For this portion the idea is we want to be able to use the interest poitns obtained by the adaptive non maximal suppression to created features. The way we do this is by selecting a patch of 60x60 pixels with the interest point in the middle of it. After this I compute the x and y gradients of the patch and average them. Using these two average gradients I then computed the rotation angle required to make the patch axis aligned. After rotating the patch I crop the central 40x40 pixels, I then blur this patch using a gaussian kernel and finally take every fifth row and column to downsample it to an 8x8 patch. This will become the feature descriptor for a specific point.

Feature Matching

With feature descriptors set in place, we need to find matches between points in both images. To do so we use the method outlined in the paper. Basically, for each patch in image 1 we compute the ssd with every patch in image 2, after sorting these in increasing order if the ratio of the smallest ssd to the second smallest ssd is less than 0.45 then we declare a match with the patch that produced the lowest ssd. The 0.45 threshold was determined by looking at figure 6b in the paper, a threshold that is too high will result in a higher number of false positives, whereas a threshold that is too low will not produce enough points to perform ransac. Here are the results after performing feature matching:

triangulation_matteo
Correspondence points for image 1 and image 2

Final Automated Stitches

Here I present my final work. After having the set of points and projetcing them onto the average plane with the best Homography matrices I could find, I applied the sigmoid mask as in previous parts of the project. Here is my final result on the kitchen pictures:

triangulation_matteo
Notice how the top part did not blend too well, I believe this is from the difference in light/exposure between the two pictures. If you look at the picture with the manually found points this is not as prominent. Perhaps a Laplacian pyramid could fix this? After implementing the laplacian pyramid the results are still not as expected, this could be because the pictures were taken with a phone camera with no tripod therefore resulting in different exposures.
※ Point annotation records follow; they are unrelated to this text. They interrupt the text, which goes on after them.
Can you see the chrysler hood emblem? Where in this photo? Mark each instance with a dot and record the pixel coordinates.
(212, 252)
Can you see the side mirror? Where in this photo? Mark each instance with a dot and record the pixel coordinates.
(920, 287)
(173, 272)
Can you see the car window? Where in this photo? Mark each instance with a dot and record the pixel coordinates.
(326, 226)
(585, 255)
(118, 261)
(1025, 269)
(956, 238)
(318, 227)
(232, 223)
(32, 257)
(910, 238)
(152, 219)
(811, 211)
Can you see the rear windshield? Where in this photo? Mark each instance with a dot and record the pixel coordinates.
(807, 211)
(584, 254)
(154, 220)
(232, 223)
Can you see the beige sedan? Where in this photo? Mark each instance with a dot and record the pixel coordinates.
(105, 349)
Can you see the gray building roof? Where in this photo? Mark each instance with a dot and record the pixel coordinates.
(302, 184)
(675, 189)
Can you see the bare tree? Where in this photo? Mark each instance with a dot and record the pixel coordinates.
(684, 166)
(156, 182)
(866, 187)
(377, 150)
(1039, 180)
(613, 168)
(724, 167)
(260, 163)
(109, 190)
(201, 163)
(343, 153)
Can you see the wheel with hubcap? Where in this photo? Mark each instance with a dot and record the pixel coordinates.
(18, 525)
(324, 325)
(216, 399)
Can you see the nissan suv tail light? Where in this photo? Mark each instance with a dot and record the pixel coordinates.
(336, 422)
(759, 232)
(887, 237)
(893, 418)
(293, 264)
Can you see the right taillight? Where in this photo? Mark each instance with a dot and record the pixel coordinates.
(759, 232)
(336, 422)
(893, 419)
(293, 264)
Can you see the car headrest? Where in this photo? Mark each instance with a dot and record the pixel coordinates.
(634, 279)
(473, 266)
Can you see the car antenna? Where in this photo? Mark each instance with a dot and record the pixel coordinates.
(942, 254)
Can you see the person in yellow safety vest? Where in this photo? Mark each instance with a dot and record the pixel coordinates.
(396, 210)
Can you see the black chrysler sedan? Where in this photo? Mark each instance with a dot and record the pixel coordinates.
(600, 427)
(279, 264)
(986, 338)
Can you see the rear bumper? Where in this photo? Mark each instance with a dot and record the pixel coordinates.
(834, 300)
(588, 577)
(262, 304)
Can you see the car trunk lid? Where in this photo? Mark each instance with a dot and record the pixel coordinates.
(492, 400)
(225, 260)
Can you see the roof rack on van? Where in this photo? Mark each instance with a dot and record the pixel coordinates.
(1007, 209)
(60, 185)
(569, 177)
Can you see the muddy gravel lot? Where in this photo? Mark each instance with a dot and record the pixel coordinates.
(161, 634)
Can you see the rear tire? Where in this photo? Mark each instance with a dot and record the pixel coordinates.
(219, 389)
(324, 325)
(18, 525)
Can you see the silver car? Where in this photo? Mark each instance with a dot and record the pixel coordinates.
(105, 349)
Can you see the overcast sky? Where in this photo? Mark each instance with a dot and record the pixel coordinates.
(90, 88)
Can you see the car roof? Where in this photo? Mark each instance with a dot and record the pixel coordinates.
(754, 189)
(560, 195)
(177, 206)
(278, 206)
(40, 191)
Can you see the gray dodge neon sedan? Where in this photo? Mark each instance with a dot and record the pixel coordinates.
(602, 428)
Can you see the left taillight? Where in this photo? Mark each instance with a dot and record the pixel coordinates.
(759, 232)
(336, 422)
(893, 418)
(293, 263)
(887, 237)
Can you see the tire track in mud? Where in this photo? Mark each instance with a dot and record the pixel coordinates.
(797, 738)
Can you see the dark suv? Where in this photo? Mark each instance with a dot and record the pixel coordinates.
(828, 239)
Here are other results of the automated stitching process, in total I have produced three stitched images.

triangulation_matteo
triangulation_matteo
triangulation_matteo
triangulation_matteo
triangulation_matteo
triangulation_matteo

As we can see in the last image, the blending worked out really well! I took this picture using my brother's (better) phone and his tripod, which helped me resolve the exposure issues I had in previous pictures. Here is another example of a picture I took with his phone and tripod.

What I learned

This was definitely one of the longer projects in this class and at least for me, one of the harder ones too. It took me forever to correctly implement the warping function, I don't know why but the remap fucntion always outputted some really weird values so I just ended up copying my project 3 code and modifying it a bit. I really liked the homography part and the ransac algorithm was my favorite section. I found very interesting how we can actually tune the points we find to make sure the matrix is numerically stable when solving for the homography "vector". In general, I noticed that avoiding collinear points was a big plus and really helped with the stability of the system, additionally, one could check before computing the homography matrix if the system is stable by looking at the condition number (ration of largest to smallest singular values) of the system matrix. If this value is too big then we should really find different sets of points. Another cool thing I had in mind but never ended up trying was performing the alpha blending at a lower resolution and then upscaling. I tried implementing the pyramid blendings from proj 2 but for some reason the blended image was still not good. I ended up just doing a simple alpha blending using a sigmoid gradient instead of a linear gradient and I found this to reduce the wedge like effects quite a bit.